Common Law Name changes appear to be invalidated by Hawaii Rev. Statutes §574-5 according to 81. Kushner, supra note 20, at 328–29 n.79 (noting that Hawaii, Louisiana, Maine, and Oklahoma have abrogated the common law name))

§574-5 Change of name: procedure. (a) It shall be unlawful to change any name adopted or conferred under this chapter...

However the only case law I found in Hawaii seems to indicate otherwise:

Jech v. Burch, 466 F. Supp. 714 - Dist. Court, D. Hawaii 1979 provides:

The name-change law has been used as though it applied to any person living in Hawaii. The statute itself, however, only makes it unlawful to change "any name adopted or conferred under this chapter." (emphasis added)

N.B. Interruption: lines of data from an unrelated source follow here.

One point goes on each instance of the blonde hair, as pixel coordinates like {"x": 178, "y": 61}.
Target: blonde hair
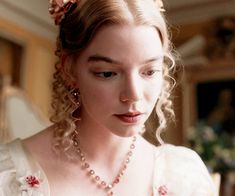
{"x": 77, "y": 30}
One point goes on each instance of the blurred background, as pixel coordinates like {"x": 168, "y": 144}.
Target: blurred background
{"x": 203, "y": 33}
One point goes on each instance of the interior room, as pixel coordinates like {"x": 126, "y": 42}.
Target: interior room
{"x": 203, "y": 34}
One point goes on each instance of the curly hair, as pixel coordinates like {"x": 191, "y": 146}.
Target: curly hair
{"x": 77, "y": 30}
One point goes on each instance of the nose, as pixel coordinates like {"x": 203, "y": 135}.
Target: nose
{"x": 132, "y": 89}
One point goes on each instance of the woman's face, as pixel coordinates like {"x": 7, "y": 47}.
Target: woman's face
{"x": 119, "y": 76}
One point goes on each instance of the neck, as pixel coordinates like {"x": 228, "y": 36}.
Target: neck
{"x": 100, "y": 145}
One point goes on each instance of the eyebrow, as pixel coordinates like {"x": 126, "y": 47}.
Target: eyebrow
{"x": 97, "y": 58}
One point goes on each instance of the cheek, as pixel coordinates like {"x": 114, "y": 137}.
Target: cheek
{"x": 95, "y": 96}
{"x": 154, "y": 91}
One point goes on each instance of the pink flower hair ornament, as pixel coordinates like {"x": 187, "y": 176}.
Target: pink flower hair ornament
{"x": 58, "y": 8}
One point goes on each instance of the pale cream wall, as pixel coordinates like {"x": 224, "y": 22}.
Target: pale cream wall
{"x": 38, "y": 62}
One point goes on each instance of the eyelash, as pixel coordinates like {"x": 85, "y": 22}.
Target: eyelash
{"x": 151, "y": 73}
{"x": 105, "y": 74}
{"x": 110, "y": 74}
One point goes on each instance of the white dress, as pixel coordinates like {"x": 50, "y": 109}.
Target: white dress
{"x": 178, "y": 172}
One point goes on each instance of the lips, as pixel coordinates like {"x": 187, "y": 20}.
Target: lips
{"x": 130, "y": 117}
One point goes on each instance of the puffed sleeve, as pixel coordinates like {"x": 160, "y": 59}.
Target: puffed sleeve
{"x": 8, "y": 183}
{"x": 179, "y": 171}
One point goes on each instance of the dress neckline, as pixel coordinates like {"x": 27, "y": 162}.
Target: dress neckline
{"x": 17, "y": 148}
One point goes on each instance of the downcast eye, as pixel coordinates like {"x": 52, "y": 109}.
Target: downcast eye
{"x": 105, "y": 74}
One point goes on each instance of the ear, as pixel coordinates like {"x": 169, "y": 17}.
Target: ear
{"x": 67, "y": 63}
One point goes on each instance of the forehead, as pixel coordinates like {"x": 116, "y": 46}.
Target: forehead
{"x": 125, "y": 43}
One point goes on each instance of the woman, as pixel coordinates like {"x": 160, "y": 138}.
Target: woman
{"x": 113, "y": 72}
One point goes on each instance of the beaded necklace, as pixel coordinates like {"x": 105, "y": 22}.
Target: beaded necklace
{"x": 107, "y": 187}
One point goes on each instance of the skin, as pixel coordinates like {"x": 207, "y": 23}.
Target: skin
{"x": 121, "y": 63}
{"x": 119, "y": 72}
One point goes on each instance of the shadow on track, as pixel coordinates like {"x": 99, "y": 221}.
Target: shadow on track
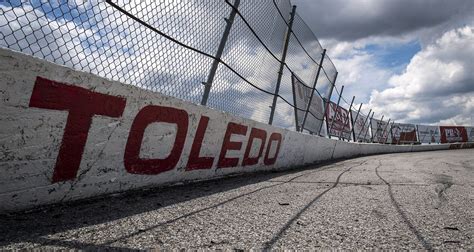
{"x": 269, "y": 244}
{"x": 402, "y": 213}
{"x": 34, "y": 227}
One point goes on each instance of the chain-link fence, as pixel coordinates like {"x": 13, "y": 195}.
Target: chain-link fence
{"x": 238, "y": 56}
{"x": 170, "y": 47}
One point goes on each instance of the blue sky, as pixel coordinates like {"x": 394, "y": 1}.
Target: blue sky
{"x": 410, "y": 61}
{"x": 393, "y": 56}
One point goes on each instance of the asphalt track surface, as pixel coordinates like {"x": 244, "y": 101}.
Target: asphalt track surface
{"x": 410, "y": 201}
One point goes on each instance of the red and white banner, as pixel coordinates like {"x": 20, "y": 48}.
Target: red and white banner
{"x": 428, "y": 134}
{"x": 453, "y": 134}
{"x": 361, "y": 127}
{"x": 338, "y": 121}
{"x": 470, "y": 134}
{"x": 403, "y": 133}
{"x": 380, "y": 131}
{"x": 302, "y": 95}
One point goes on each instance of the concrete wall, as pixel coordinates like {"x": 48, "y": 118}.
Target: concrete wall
{"x": 66, "y": 135}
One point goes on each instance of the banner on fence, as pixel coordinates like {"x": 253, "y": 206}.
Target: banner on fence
{"x": 360, "y": 127}
{"x": 338, "y": 121}
{"x": 403, "y": 133}
{"x": 301, "y": 96}
{"x": 470, "y": 134}
{"x": 428, "y": 134}
{"x": 380, "y": 131}
{"x": 452, "y": 134}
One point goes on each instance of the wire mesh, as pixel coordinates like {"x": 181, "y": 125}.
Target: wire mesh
{"x": 169, "y": 46}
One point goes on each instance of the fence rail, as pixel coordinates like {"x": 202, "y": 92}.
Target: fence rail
{"x": 238, "y": 56}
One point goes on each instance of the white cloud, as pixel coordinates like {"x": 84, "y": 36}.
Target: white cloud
{"x": 437, "y": 86}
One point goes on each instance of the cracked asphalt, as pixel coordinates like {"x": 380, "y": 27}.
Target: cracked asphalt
{"x": 396, "y": 201}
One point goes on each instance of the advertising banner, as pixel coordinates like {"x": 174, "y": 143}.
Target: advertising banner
{"x": 453, "y": 134}
{"x": 470, "y": 134}
{"x": 428, "y": 134}
{"x": 403, "y": 133}
{"x": 301, "y": 96}
{"x": 380, "y": 131}
{"x": 361, "y": 126}
{"x": 338, "y": 118}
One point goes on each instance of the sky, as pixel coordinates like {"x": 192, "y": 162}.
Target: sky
{"x": 409, "y": 60}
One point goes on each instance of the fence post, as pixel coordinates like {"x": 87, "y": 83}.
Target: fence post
{"x": 383, "y": 133}
{"x": 370, "y": 124}
{"x": 418, "y": 134}
{"x": 335, "y": 112}
{"x": 391, "y": 133}
{"x": 366, "y": 119}
{"x": 326, "y": 102}
{"x": 220, "y": 50}
{"x": 313, "y": 90}
{"x": 355, "y": 121}
{"x": 347, "y": 119}
{"x": 377, "y": 130}
{"x": 282, "y": 64}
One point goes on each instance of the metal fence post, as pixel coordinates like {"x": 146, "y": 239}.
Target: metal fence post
{"x": 335, "y": 112}
{"x": 282, "y": 64}
{"x": 355, "y": 121}
{"x": 366, "y": 119}
{"x": 377, "y": 130}
{"x": 347, "y": 119}
{"x": 383, "y": 132}
{"x": 391, "y": 133}
{"x": 220, "y": 50}
{"x": 370, "y": 124}
{"x": 313, "y": 90}
{"x": 326, "y": 102}
{"x": 418, "y": 134}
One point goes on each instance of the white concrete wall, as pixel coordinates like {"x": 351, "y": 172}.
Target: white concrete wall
{"x": 32, "y": 133}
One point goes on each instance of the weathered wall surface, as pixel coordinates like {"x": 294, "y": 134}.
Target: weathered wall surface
{"x": 66, "y": 135}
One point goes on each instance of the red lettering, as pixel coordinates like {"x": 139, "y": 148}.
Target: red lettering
{"x": 195, "y": 162}
{"x": 82, "y": 105}
{"x": 259, "y": 134}
{"x": 150, "y": 114}
{"x": 273, "y": 137}
{"x": 232, "y": 128}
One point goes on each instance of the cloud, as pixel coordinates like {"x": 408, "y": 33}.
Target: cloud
{"x": 351, "y": 20}
{"x": 437, "y": 85}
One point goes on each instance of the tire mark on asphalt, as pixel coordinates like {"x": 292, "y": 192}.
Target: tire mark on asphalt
{"x": 143, "y": 230}
{"x": 269, "y": 244}
{"x": 402, "y": 213}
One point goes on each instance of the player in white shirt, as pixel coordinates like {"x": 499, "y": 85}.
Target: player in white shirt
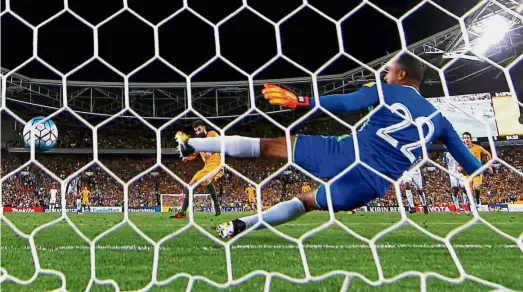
{"x": 413, "y": 181}
{"x": 456, "y": 180}
{"x": 52, "y": 200}
{"x": 78, "y": 205}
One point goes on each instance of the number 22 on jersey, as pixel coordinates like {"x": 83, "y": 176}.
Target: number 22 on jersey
{"x": 406, "y": 149}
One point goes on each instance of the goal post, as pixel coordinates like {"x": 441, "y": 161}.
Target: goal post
{"x": 116, "y": 104}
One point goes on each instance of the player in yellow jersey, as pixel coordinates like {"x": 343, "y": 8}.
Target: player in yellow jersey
{"x": 478, "y": 152}
{"x": 212, "y": 165}
{"x": 85, "y": 198}
{"x": 305, "y": 188}
{"x": 251, "y": 194}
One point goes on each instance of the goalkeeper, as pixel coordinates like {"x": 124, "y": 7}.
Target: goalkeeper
{"x": 388, "y": 144}
{"x": 212, "y": 165}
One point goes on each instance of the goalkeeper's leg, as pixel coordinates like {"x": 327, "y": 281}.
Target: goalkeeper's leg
{"x": 349, "y": 192}
{"x": 423, "y": 199}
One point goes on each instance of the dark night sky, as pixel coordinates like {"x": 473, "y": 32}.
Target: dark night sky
{"x": 187, "y": 42}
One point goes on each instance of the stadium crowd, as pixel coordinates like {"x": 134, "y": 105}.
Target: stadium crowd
{"x": 503, "y": 186}
{"x": 29, "y": 185}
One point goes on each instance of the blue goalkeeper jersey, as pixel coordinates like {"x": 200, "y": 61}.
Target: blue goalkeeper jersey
{"x": 388, "y": 141}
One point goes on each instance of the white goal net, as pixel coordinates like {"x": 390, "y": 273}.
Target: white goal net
{"x": 471, "y": 49}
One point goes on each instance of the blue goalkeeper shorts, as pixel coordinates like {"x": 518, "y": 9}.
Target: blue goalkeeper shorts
{"x": 326, "y": 157}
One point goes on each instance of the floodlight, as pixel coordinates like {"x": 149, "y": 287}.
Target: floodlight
{"x": 492, "y": 30}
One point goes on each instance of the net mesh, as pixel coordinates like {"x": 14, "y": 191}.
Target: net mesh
{"x": 372, "y": 242}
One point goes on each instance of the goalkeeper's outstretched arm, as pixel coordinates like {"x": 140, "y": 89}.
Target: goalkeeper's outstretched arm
{"x": 366, "y": 96}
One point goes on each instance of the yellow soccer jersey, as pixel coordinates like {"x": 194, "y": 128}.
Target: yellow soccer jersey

I know of no general requirement of law in the absence of a statute that any special procedures must be followed to change one's name. The common law was, quite clearly, that one was free to call himself by whatever name he wished. Secretary of Commonwealth v. City Clerk of Lowell, Mass., 366 N.E.2d 717 (Mass.1977). In any event, plaintiffs Jech and Befurt did not follow this procedure.

Plaintiffs have a Constitutionally protected right to give their own child any surname they choose.

The refusal of the registrar of births to accept the surname "Jebef" as the child's surname is a deprivation under color of state law of a right secured by the Constitution of the United States.

Defendants have failed to show any reasonable relation to some purpose, within the competency of the State to effect, why this right should be curtailed.

To the extent that H.R.S. § 574-2 (1976) prohibits the exercise of this right, the statute is unconstitutional.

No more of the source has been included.